[<prev] [next>] [day] [month] [year] [list]
Message-ID: <aPtfMFfLV1l/RB0L@e133380.arm.com>
Date: Fri, 24 Oct 2025 12:12:48 +0100
From: Dave Martin <Dave.Martin@....com>
To: linux-kernel@...r.kernel.org
Cc: Tony Luck <tony.luck@...el.com>,
Reinette Chatre <reinette.chatre@...el.com>,
James Morse <james.morse@....com>,
"Chen, Yu C" <yu.c.chen@...el.com>,
Thomas Gleixner <tglx@...utronix.de>,
Ingo Molnar <mingo@...hat.com>, Borislav Petkov <bp@...en8.de>,
Dave Hansen <dave.hansen@...ux.intel.com>,
"H. Peter Anvin" <hpa@...or.com>, Jonathan Corbet <corbet@....net>,
x86@...nel.org
Subject: [RFC] fs/resctrl: Generic schema description
Hi all,
Going forward, a single resctrl resource (such as memory bandwidth) is
likely to require multiple schemata, either because we want to add new
schemata that provide finer control, or because the hardware has
multiple controls, covering different aspects of resource allocation.
The fit between MPAM's memory bandwidth controls and the resctrl MB
schema is already awkward, and later Intel RDT features such as Region
Aware Memory Bandwidth Allocation are already pushing past what the MB
schema can describe.

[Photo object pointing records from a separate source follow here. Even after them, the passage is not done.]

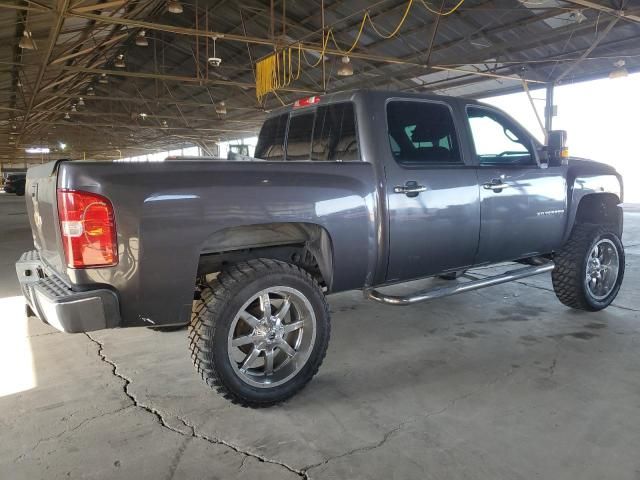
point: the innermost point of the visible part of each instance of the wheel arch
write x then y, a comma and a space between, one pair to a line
308, 245
595, 199
598, 209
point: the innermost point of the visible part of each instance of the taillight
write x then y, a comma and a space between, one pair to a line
305, 102
88, 228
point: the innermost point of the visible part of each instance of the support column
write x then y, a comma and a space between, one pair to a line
549, 108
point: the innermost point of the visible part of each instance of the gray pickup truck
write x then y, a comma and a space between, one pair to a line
354, 190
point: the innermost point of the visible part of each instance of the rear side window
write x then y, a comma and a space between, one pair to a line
334, 133
271, 140
422, 133
299, 138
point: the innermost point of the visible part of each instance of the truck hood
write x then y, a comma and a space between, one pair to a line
591, 166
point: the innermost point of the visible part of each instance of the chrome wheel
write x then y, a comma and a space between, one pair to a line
603, 264
272, 336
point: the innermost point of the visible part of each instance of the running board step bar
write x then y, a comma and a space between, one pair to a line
425, 295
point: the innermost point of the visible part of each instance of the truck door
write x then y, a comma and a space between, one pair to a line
433, 200
522, 202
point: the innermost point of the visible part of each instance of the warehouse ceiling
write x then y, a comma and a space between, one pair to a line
126, 77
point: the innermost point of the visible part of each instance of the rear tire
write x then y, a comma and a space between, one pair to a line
589, 268
259, 332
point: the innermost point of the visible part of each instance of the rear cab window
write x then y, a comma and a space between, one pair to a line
323, 133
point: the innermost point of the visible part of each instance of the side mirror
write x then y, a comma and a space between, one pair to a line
557, 151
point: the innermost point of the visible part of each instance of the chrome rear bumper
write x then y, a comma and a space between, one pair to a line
53, 301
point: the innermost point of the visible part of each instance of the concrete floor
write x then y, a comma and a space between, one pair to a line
502, 383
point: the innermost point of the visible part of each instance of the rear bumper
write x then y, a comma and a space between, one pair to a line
53, 301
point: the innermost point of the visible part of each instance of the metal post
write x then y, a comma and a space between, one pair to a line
548, 109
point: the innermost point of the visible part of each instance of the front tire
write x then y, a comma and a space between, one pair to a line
589, 268
259, 332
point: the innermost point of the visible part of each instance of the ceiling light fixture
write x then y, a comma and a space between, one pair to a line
346, 69
26, 42
141, 39
119, 63
620, 71
174, 6
214, 61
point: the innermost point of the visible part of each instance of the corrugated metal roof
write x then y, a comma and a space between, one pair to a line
170, 81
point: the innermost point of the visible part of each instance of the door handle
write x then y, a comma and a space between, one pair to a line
495, 184
410, 189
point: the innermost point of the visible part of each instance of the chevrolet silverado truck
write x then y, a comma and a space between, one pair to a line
353, 190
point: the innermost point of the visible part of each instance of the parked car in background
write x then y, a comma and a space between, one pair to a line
15, 183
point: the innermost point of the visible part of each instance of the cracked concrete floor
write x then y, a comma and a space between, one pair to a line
500, 383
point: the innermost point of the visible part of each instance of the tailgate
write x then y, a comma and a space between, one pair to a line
42, 208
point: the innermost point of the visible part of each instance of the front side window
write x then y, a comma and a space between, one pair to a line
334, 134
422, 133
497, 140
271, 139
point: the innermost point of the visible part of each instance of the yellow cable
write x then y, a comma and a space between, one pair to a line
276, 70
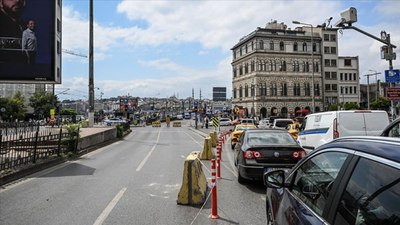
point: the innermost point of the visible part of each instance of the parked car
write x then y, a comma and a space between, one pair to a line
260, 150
321, 128
264, 123
281, 123
392, 130
235, 133
293, 129
113, 121
351, 180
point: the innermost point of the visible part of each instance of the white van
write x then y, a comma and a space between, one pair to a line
320, 128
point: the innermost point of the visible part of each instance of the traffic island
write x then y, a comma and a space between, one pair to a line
194, 185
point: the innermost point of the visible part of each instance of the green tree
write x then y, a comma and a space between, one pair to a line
42, 102
380, 103
13, 107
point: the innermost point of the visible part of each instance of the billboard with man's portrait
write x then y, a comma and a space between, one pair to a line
30, 41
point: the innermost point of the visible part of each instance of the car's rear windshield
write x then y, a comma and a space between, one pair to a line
270, 138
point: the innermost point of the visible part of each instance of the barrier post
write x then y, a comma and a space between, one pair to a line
214, 207
218, 163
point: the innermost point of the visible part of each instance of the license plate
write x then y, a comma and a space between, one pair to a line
268, 169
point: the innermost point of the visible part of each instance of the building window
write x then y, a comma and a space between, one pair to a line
347, 62
283, 66
327, 62
333, 50
307, 89
326, 37
326, 50
282, 46
327, 87
334, 75
304, 47
283, 89
327, 75
333, 37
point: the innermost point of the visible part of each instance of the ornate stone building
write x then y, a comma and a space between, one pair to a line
273, 73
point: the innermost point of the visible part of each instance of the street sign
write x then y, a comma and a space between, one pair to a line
392, 77
393, 93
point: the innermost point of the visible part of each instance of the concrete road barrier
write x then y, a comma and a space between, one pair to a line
194, 185
156, 124
207, 153
177, 124
214, 137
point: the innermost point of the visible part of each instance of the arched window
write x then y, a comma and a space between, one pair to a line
283, 89
282, 46
261, 44
304, 47
283, 65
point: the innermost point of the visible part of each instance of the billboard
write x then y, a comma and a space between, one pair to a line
30, 41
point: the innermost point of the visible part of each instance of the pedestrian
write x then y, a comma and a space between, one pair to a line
29, 42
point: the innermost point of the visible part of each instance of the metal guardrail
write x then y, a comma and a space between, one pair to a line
27, 146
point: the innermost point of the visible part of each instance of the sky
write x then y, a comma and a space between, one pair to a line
148, 48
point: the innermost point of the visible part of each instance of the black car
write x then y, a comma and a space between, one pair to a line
351, 180
392, 130
259, 150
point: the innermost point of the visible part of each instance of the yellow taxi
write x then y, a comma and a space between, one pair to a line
293, 129
238, 131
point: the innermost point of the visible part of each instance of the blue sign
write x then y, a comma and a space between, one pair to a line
392, 77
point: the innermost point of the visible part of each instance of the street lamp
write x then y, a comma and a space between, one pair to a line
312, 59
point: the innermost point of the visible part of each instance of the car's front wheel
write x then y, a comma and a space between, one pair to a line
269, 215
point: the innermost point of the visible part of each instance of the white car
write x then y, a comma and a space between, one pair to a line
113, 121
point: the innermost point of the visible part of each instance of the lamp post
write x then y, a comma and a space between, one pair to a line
312, 59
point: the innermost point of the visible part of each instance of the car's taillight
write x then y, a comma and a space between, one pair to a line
298, 154
335, 130
251, 154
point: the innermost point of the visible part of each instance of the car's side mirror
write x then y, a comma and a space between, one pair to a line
311, 191
274, 179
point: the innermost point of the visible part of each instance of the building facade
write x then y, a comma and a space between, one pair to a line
274, 69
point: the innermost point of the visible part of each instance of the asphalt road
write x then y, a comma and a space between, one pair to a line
133, 181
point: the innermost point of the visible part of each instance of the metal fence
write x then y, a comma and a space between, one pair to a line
24, 146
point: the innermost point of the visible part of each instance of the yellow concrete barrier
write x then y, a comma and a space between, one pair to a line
207, 153
156, 124
176, 124
194, 185
213, 136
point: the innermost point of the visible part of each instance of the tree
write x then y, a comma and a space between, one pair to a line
381, 103
12, 107
42, 102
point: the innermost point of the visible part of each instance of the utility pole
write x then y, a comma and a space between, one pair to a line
91, 77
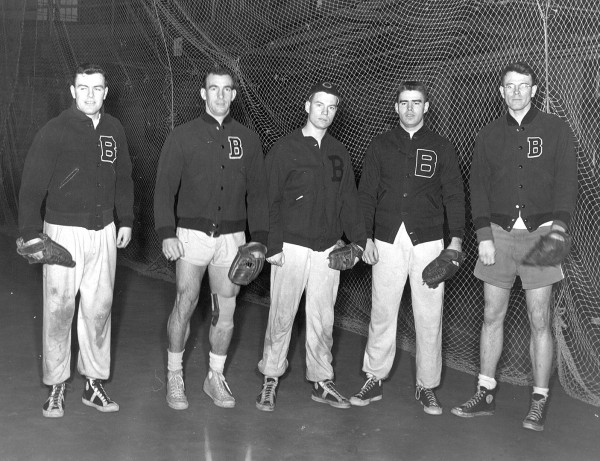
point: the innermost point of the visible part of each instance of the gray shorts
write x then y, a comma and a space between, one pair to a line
511, 248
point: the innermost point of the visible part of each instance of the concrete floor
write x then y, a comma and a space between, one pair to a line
395, 428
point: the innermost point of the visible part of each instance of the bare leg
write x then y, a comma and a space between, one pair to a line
221, 333
188, 279
541, 347
492, 331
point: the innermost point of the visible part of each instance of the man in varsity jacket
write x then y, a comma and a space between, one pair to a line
523, 184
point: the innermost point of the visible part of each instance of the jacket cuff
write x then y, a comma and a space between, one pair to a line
260, 237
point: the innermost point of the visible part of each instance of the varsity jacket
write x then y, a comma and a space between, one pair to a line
529, 168
212, 169
312, 194
84, 172
411, 181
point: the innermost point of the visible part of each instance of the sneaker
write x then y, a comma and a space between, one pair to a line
483, 403
217, 389
325, 392
95, 396
266, 399
176, 398
431, 405
371, 391
53, 407
537, 413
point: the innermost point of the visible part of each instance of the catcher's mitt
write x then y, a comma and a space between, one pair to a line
248, 263
443, 267
551, 249
52, 252
343, 256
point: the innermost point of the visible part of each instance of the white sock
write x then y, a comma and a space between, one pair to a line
487, 382
216, 362
174, 360
541, 390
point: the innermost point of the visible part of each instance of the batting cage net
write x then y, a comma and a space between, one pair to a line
156, 51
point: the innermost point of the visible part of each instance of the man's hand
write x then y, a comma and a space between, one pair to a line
123, 237
277, 260
172, 249
487, 252
370, 255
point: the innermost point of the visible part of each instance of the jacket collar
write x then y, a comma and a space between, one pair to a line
211, 120
529, 117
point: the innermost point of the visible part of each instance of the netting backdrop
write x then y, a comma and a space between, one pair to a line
155, 52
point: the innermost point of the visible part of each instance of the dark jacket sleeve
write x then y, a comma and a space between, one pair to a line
453, 193
37, 173
124, 184
565, 178
168, 178
256, 186
368, 187
479, 184
275, 191
352, 218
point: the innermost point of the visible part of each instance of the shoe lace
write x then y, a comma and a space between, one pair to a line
99, 391
177, 387
329, 386
429, 395
56, 395
536, 410
268, 392
369, 384
223, 383
480, 394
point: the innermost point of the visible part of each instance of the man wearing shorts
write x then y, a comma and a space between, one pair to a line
523, 184
213, 164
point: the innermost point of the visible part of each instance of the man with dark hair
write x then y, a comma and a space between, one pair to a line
79, 162
523, 184
213, 164
312, 202
410, 176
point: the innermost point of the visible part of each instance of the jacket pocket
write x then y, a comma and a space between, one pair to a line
67, 178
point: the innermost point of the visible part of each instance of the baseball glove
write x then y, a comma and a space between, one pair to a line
52, 252
551, 249
343, 256
443, 267
247, 263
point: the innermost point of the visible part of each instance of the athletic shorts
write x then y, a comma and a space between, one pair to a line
202, 250
511, 248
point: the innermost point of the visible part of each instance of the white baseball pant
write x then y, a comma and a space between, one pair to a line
397, 262
303, 269
95, 255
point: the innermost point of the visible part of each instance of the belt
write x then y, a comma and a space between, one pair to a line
211, 229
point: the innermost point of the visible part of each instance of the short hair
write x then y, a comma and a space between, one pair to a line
219, 70
89, 68
412, 85
520, 68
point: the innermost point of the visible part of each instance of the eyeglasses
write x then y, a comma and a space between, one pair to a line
521, 87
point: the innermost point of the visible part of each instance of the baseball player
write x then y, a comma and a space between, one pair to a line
79, 162
213, 164
312, 202
410, 177
523, 184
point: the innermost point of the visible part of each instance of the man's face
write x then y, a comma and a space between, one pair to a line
517, 91
321, 109
89, 92
411, 107
218, 94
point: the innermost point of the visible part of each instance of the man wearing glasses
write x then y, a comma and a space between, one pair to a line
523, 184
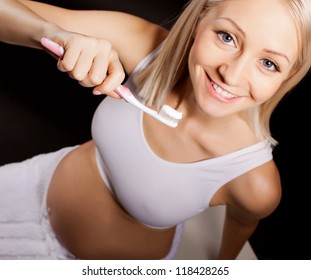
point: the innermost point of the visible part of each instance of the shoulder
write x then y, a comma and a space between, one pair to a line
257, 192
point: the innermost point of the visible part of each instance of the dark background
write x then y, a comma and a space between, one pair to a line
42, 110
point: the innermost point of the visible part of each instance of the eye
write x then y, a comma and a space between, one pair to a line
270, 65
226, 38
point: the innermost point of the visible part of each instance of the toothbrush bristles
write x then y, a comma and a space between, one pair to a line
170, 115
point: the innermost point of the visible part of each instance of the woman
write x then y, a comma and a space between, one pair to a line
126, 193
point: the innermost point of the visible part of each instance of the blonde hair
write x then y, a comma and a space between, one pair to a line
171, 64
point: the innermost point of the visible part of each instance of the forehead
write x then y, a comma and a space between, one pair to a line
267, 23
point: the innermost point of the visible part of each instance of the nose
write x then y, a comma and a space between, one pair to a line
234, 71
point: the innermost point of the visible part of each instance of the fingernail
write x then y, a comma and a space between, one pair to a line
96, 92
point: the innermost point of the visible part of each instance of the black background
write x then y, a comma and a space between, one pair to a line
42, 110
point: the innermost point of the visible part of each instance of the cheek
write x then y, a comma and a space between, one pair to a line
265, 90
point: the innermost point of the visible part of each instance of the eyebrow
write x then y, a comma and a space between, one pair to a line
244, 35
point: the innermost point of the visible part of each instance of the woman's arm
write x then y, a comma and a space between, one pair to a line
132, 37
250, 198
20, 26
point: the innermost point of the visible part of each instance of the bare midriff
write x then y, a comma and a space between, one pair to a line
88, 220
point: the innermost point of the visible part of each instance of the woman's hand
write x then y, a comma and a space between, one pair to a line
91, 61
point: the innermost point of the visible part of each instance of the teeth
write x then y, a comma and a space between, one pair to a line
222, 92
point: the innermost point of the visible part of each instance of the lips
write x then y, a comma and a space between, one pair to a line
219, 93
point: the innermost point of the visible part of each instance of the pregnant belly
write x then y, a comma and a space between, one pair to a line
88, 220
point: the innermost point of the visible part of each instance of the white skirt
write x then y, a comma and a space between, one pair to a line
25, 231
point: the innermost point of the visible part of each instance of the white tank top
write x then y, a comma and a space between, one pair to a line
154, 191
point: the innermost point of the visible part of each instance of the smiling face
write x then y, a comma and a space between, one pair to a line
242, 52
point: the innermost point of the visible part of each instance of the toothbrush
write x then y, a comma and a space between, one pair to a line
166, 115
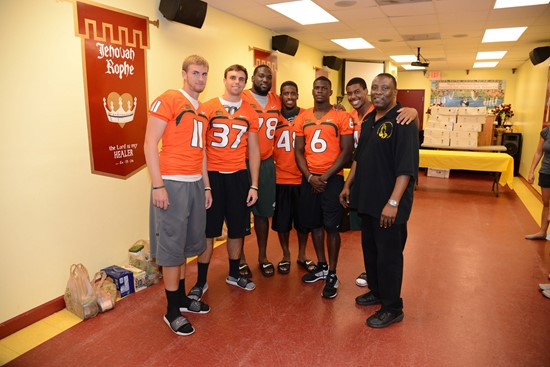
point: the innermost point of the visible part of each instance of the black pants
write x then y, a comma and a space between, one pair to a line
383, 257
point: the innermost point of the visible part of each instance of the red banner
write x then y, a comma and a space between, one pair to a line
115, 77
270, 59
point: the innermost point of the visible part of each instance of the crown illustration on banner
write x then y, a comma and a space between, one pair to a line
120, 109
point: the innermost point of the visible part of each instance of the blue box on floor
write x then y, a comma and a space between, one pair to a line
123, 279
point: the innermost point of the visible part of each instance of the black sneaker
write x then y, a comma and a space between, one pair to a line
382, 319
196, 307
368, 299
318, 273
361, 280
197, 292
331, 286
241, 282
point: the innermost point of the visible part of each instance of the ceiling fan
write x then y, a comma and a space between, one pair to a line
420, 61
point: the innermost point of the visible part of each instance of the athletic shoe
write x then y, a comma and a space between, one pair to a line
241, 282
320, 272
361, 280
196, 307
382, 319
331, 286
180, 326
197, 292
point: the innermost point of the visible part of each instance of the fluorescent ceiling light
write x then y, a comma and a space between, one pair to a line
403, 58
410, 67
503, 34
353, 43
501, 4
490, 55
485, 64
304, 12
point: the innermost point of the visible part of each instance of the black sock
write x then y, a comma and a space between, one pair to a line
173, 309
234, 268
184, 300
202, 271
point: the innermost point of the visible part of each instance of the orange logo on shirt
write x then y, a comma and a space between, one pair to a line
385, 130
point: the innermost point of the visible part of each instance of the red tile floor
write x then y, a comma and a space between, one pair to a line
470, 295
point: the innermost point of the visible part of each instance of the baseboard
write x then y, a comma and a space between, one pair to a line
30, 317
531, 188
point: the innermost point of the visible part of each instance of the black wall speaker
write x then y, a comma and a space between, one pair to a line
332, 62
539, 54
285, 44
512, 142
190, 12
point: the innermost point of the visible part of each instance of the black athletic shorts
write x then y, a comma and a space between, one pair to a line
324, 209
229, 193
287, 201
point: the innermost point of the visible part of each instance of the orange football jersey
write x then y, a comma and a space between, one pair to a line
322, 137
286, 169
267, 120
184, 136
227, 135
357, 121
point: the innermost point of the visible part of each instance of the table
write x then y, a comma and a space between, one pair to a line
481, 148
500, 163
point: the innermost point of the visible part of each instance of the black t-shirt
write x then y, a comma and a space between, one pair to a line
385, 151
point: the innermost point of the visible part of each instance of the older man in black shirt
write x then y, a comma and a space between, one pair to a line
383, 174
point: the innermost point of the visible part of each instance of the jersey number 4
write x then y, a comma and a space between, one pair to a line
270, 125
285, 142
223, 135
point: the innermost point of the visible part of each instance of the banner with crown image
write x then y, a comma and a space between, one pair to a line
114, 43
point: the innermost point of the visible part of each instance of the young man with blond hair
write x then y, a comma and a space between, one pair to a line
178, 178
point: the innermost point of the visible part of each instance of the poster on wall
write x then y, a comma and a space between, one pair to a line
468, 93
115, 81
546, 116
262, 57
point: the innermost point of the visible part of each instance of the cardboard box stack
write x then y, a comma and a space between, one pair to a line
440, 125
468, 125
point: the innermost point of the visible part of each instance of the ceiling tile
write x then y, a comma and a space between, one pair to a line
373, 22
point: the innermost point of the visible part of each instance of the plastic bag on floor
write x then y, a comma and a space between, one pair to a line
79, 296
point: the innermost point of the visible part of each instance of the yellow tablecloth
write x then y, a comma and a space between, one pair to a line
473, 161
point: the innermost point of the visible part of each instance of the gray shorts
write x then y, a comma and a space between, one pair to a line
178, 232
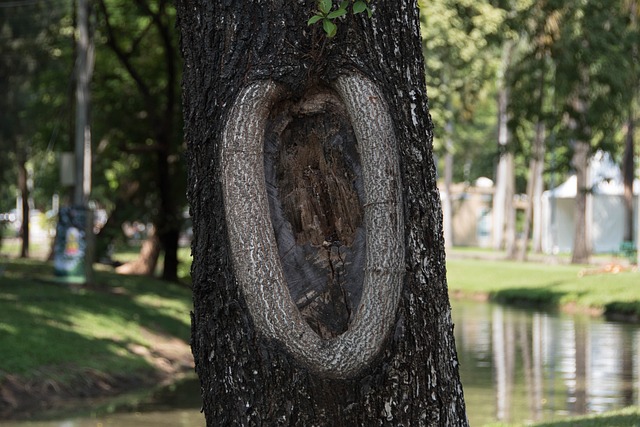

Both of these can involve multiple control
values and finer resolution than the 100 steps offered by the current
"MB" schema.
The previous discussion went off in a few different directions [1], so
I want to focus back onto defining an extended schema description that
aims to cover the use cases that we know about or anticipate today, and
allows for future extension as needed.
(A separate discussion is needed on how new schemata interact with
previously-defined schemata (such as the MB percentage schema).
suggest we pause that discussion for now, in the interests of getting
the schema description nailed down.)
Following on from the previous mail thread, I've tried to refine and
flesh out the proposal for schema descriptions a bit, as follows.
Proposal:
* Split resource names and schema names in resctrlfs.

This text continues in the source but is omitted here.